Commissioner Hayne made 76 recommendations.
By our count, just 10 have been enacted thus far.
I’ve highlighted just two of those which remain, but there are so many more.
Parliament Oversight – gone missing (we can go harder here)
Of course it’s not just up to Labor alone to ensure the banks are being properly watched and the Royal Commission’s recommendations are properly implemented.
The Parliament as a whole has a role too, particularly through the House Economics Committee.
But here again, the Government has chosen to turn its back on accountability and meaningful oversight.
Instead the Liberal chair of the Committee, Tim Wilson, has turned into a political circus.
Instead of taking proper account of the banking industry post-Hayne commission, Mr Wilson has used the committee to go on time-consuming ideological frolics against the superannuation industry.
He’s shut down Labor’s attempts to bring the banks in for questioning about what they’ve done to address their appalling track record of rip-offs.
Of course he has form here, as anyone who followed his excessively politicised inquiry into franking credits prior to the last election could tell you.
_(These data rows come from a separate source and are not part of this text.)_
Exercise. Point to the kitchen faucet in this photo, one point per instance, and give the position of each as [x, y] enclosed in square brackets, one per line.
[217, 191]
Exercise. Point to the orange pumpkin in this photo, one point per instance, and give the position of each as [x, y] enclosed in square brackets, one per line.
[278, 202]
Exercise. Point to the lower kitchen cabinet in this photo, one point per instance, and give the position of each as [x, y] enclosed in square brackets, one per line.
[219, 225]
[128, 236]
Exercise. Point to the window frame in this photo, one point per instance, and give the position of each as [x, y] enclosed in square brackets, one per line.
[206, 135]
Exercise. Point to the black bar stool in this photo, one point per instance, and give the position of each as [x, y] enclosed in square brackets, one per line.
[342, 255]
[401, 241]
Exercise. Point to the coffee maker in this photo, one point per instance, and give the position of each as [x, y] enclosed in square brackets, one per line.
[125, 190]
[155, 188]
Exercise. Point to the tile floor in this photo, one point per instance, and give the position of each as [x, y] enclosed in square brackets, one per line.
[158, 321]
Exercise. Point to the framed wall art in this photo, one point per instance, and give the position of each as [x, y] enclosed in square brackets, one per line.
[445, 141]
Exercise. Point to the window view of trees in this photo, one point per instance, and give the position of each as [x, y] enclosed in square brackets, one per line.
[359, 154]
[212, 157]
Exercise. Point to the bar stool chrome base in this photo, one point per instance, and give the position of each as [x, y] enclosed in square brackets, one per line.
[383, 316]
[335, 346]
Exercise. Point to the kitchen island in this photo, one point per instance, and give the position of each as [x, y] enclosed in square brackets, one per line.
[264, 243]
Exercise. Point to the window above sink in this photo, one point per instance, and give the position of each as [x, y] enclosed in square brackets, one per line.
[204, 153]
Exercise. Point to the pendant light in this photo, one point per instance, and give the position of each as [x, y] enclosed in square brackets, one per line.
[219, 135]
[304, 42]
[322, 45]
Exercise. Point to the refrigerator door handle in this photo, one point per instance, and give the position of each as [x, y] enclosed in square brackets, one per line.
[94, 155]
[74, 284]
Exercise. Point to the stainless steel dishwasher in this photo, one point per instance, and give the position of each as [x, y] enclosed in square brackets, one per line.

It’s time for these silly games to stop.
The moment of truth has arrived for the Government.
Next week is an important opportunity for it to get the show back on the road.
It’s an important moment for the tens of thousands of victims of banking misconduct to finally see their call for accountability has not gone unheeded.
And it should be a signal that when customers walk through the door at a bank, they’re dealing on fair and equal terms with the representative across the table - and not walking blind into a financial calamity.
The Labor party will be fighting for it – but ultimately, it’s in the Government’s hands what happens next.